Am 19.10.2010 01:39, schrieb Keith Williams:
My opinion...
Basically the only person that seems to want silverstripe is Christian. 

wrong


I think there are 3-4 people here that like Drupal in this group.

but it seems none of them has got the time to maintain or even set it
up, so we too could use a few of the million features by ourselves to
make up our minds about it...


The couple people interested in Drupal are working on a demo on my server.
I wish I had time to put in this week to this, but I literally am doing 120%
work on some projects, so I have no time to do a demo so that I can convince
one person that Drupal is a good system for a project like this.

Is it really about convincing what we're are talking about here?
There are so many systems out there and still much more than two fitting
our requirements. The point was made clear before* that a few people
have to have time and skills to maintain the whatever system we are
going to use.


After reviewing silverstripe, it seems that it is primarily designed to be a
content management system or a blog for a few people or a company.  It may
be a perfectly acceptable solution for sites like this; however, a large
website for a distributed community of individuals collaborating on a
project is not a simple cms website.  Are there silverstripe sites with
large million+ hit per day sites that have hundreds of thousands of
registered users working in different areas of the site and with different
levels of access.  

Do you really claim this ever happened with the OOo websites?
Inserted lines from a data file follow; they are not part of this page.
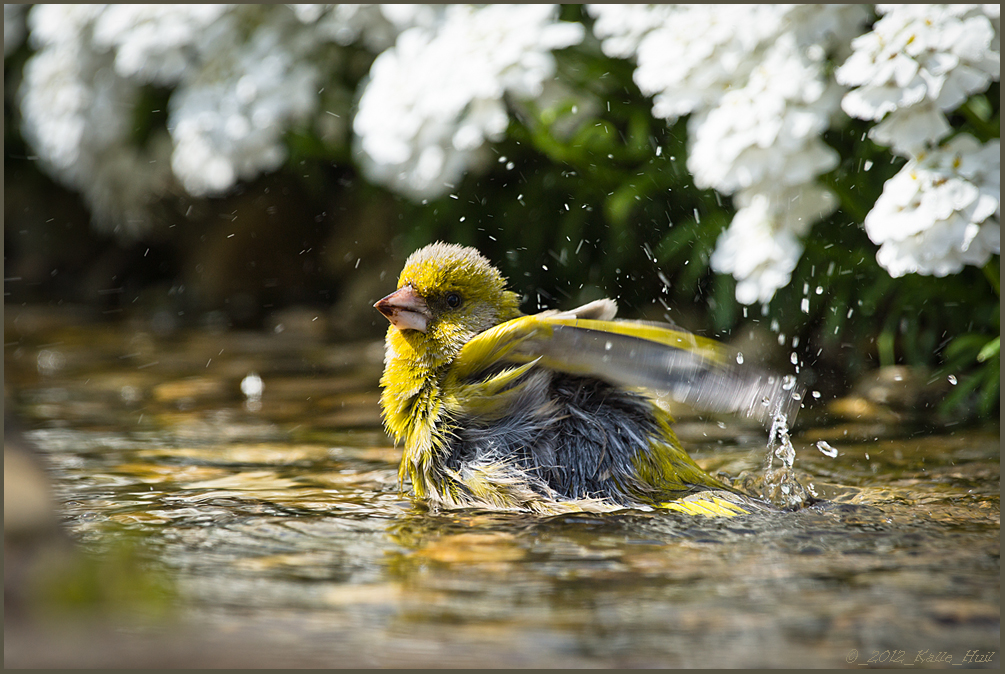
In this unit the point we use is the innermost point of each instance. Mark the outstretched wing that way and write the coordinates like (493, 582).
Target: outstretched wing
(701, 373)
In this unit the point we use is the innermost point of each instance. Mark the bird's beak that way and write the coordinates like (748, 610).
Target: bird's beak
(405, 308)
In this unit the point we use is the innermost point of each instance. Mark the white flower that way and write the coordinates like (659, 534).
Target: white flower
(376, 26)
(941, 212)
(918, 62)
(753, 79)
(622, 27)
(435, 98)
(228, 118)
(763, 244)
(155, 43)
(767, 133)
(76, 115)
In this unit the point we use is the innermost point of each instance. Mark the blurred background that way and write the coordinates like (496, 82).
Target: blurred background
(203, 202)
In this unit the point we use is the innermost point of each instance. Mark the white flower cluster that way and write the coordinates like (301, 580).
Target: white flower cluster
(942, 211)
(436, 97)
(753, 78)
(76, 115)
(917, 63)
(242, 76)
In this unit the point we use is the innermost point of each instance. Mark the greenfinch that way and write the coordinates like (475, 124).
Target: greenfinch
(554, 412)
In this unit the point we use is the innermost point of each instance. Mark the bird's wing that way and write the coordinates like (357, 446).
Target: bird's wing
(695, 371)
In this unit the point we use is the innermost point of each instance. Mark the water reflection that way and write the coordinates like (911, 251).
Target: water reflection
(286, 542)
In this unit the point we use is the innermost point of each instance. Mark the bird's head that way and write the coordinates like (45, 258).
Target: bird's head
(446, 294)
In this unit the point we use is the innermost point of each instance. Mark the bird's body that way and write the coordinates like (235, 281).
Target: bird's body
(500, 410)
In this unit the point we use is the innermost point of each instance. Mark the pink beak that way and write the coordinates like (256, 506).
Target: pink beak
(405, 308)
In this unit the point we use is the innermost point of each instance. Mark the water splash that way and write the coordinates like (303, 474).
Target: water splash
(780, 485)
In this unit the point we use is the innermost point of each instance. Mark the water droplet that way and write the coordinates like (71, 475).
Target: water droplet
(252, 387)
(826, 449)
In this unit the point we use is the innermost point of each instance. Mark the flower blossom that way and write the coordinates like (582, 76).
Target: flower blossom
(435, 97)
(942, 211)
(753, 79)
(919, 62)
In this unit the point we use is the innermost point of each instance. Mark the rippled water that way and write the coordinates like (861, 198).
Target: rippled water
(278, 526)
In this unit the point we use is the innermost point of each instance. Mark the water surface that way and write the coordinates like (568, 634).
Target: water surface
(276, 527)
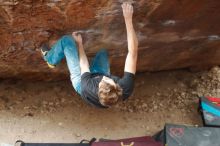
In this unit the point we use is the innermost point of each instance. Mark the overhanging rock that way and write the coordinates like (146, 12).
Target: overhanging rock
(172, 33)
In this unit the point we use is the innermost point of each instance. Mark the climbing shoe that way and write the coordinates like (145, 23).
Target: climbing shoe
(44, 50)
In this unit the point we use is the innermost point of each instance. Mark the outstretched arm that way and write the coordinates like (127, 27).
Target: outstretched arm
(84, 64)
(131, 59)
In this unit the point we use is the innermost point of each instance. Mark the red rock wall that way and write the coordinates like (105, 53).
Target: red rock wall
(172, 33)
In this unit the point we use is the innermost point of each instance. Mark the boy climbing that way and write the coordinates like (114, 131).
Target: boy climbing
(94, 83)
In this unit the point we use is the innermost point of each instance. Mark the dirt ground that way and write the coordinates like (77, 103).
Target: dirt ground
(52, 112)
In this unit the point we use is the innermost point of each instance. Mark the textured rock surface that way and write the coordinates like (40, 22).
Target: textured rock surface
(172, 33)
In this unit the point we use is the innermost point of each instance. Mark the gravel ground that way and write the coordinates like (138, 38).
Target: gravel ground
(53, 112)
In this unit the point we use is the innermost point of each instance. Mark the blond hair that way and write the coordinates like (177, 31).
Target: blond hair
(109, 94)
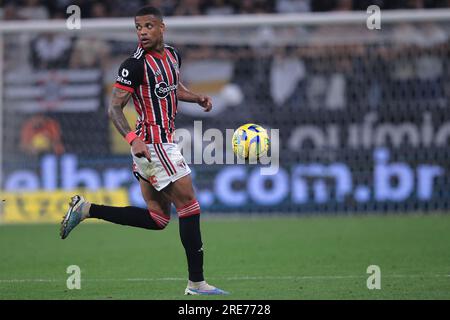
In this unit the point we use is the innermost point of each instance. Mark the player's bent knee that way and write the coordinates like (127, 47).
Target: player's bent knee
(189, 209)
(161, 220)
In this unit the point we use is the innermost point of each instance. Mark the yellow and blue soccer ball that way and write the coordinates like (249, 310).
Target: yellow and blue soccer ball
(250, 141)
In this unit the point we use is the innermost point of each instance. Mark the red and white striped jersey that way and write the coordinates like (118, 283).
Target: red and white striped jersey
(152, 79)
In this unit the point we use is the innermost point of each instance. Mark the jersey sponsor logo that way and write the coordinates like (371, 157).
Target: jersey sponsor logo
(125, 72)
(162, 89)
(124, 81)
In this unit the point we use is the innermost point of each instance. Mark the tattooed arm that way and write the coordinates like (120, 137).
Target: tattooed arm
(120, 99)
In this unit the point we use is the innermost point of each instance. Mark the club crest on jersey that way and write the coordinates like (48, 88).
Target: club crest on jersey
(162, 90)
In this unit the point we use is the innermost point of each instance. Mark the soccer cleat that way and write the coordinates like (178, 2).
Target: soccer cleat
(73, 216)
(204, 289)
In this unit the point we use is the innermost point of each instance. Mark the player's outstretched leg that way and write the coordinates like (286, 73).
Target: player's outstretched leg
(155, 217)
(78, 211)
(182, 195)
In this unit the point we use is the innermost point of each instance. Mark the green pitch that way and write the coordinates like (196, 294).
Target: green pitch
(259, 258)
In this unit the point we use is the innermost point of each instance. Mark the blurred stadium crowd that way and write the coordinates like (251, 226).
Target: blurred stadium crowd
(49, 9)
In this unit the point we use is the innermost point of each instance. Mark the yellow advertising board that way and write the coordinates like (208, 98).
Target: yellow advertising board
(50, 206)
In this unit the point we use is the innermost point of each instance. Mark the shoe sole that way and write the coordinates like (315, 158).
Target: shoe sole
(73, 203)
(188, 292)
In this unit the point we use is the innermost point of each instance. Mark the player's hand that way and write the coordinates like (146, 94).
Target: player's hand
(139, 149)
(205, 102)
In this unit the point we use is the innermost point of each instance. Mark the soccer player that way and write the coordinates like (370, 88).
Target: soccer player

All
together it may sum up to a few hundred people using them - not looking
at them! - and just a few handful of people are probably actually
maintaining these sites.


So yes, Drupal does take some time to setup.  Looking at
the default install of drupal without a guided tour is like installing linux
and wondering why it isn't making you coffee and writing your papers for
you.

Christian:
You're looking at it from a users point of view???? Thats not  reasonable,
you can make Drupal and I'm sure silverstripe look like anything.  THE REAL
ISSUE is going to be designing, configuring, coding, and maintaining the
site.   Unless Silverstripe has a graphical query builder with access to
user profiles, content, files, a form builder data, fine grained user roles,
and a million tutorials on how to use it like Drupal does, then I think
silverstripe is not a good choice.  


As I see it, it is a huge advante of e.g. Silverstripe, that one does
not have to read/watch a million tutorials to get something going. I
didn't even hear about it until a couple of days ago but I used it to
find out how it works and did not look for reviews on the web to cite
opinions of other people here. I found it to be highly intuitive
enabling you to find almost everything you might be looking for right
away or after a quick glimpse into the help files.


The main advantage Drupal has is that a
"User" can be a designer and the "User" does not need to be a coder to help
with the website setup.

This is the general advanage of all CMS available. But there are a few
which became so complex and huge that exactly this advantage got lost,
e.g. typo, joomla, drupal... just to mention some of them.


If you don't have the time to talk on skype / or something else about this
then you're really not interested in finding a good solution for this, your
only interested in promoting silverstripe for some reason.

How can a cheap polemic help to find a good solution? The same argument
fits to your 'promotion' and it seems there's enough time for...

* In my eyes the point is rather:

Am 18.10.2010 21:56, schrieb Andreas Mantke:
Am Montag, 18. Oktober 2010, 18:12:35 schrieb Drew Jensen:
Is there anyone here willing to accept the responsibility to help
admin the CMS instance, say for the next year, without regard to
which CMS is selected? (cause I have to think it's going to evolve
quickly, so it is going to be a reasonable time commitment for the
admin, at least for the first couple of months, my best guess anyway)
I don't think nobody will accept such a responsibility, because no
one is familar with a huge number (or maybe all) CMS.
I think we should ask the other way around. Who is willing to do the
CMS admin job for a year or so and for which CMS he could provide
this work. If we find the perfect CMS but we have no one, who could do
the job, we had to go with the second or third  best CMS ;-)

...regarding the fact that one is willing but not familiar with the
choice he/she has to be able to get into it quite fast and easy.